Since that time, the nonprofit received accreditation from the federal Commission on Accreditation for Rehabilitation Facilities in December, Griffith said. It’s also in the process of opening both a peer support building at its old facility on North Limestone Street.
The organization accepts private insurance, Medicaid and cash payments, Griffith said. It typically charges about $150 per month, or $37.50 per week for its cash protocol, Griffith said. The majority of the people who pay cash continue to work professional jobs in multiple fields, including manufacturing, while using recovery medications, she said.
Some people can’t work full-time jobs and go to a clinic five days per week, Griffith said.
“You can’t have a cookie cutter, one-size-fits-all approach,” she said.
Griffith has never raised rates, she said, but other cash centers are charging hundreds of dollars per visit.

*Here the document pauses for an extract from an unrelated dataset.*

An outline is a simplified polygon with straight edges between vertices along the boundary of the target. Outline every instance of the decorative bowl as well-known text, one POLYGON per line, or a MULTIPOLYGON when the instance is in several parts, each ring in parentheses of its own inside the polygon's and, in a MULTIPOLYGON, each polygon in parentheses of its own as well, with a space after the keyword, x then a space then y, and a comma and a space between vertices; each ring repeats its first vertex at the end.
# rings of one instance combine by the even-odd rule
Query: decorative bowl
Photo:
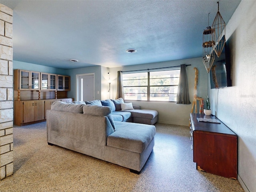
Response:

The center also cannot prescribe more than 16 mg of Suboxone per day because it doesn’t have an addictionologist on staff, she said.
The organization also offers Vivitrol — an injectable drug that blocks opioids from interacting with the receptors in the brain and eliminates the experience of feeling high. However, it requires clients to stay clean for 10 days before they take the injection, which has been difficult for some patients, Griffith said.
Next month Reasonable Choices will begin offering injectable Suboxone that will keep addicts from selling leftover strips, she said.
“These things are being addressed,” Griffith said. “It’s going to make it a lot harder.”
Later this year, the Substance Abuse Prevention and Treatment Coalition will sponsor a medical providers training about addiction, said Greta Mayer, CEO of the Mental Health and Recovery Board of Clark, Greene and Madison Counties.
They hope to host a dinner for physician, physicians’ assistants and nurses, Mayer said, that will include a discussion with an addiction specialist. The dinner will likely also include a panel discussion with local experts.
“They’ll understand the disease of addiction and they’ll understand the full continuum of treatment and recovery supports that are needed long-term so the medication is just one piece and how they can be a part of that one piece,” Mayer said.
After the training, the board will then host a training to help doctors get a waiver to prescribe buprenorphine, Mayer said. The Drug Enforcement Agency can then assign the physician a special identification number, which is required to be included on all buprenorphine prescriptions to allow for better record keeping.
“We’re hoping that general training will feed some interested folks to learn about how to do this type of treatment so we have more responsible, ethical, quality providers in the community,” Mayer said.
Some doctors may look at Suboxone as harm reduction because it’s not heroin or fentanyl, Doolittle said.
At McKinley Hall, treatment includes nine hours per week of counseling, including educating patients about addiction and triggers, as well as group therapy, Doolittle said.
“If more doctors can see just how effective this is, it may change their minds,” she said.
Most people use services for about a year, including recovery housing, transportation, peer support specialists and case management, she said.
“All of these things are required for people to get well,” Doolittle said. “You can’t just do a 15-minute session and give someone 24 mg of Suboxone per day and think they’re going to get well.”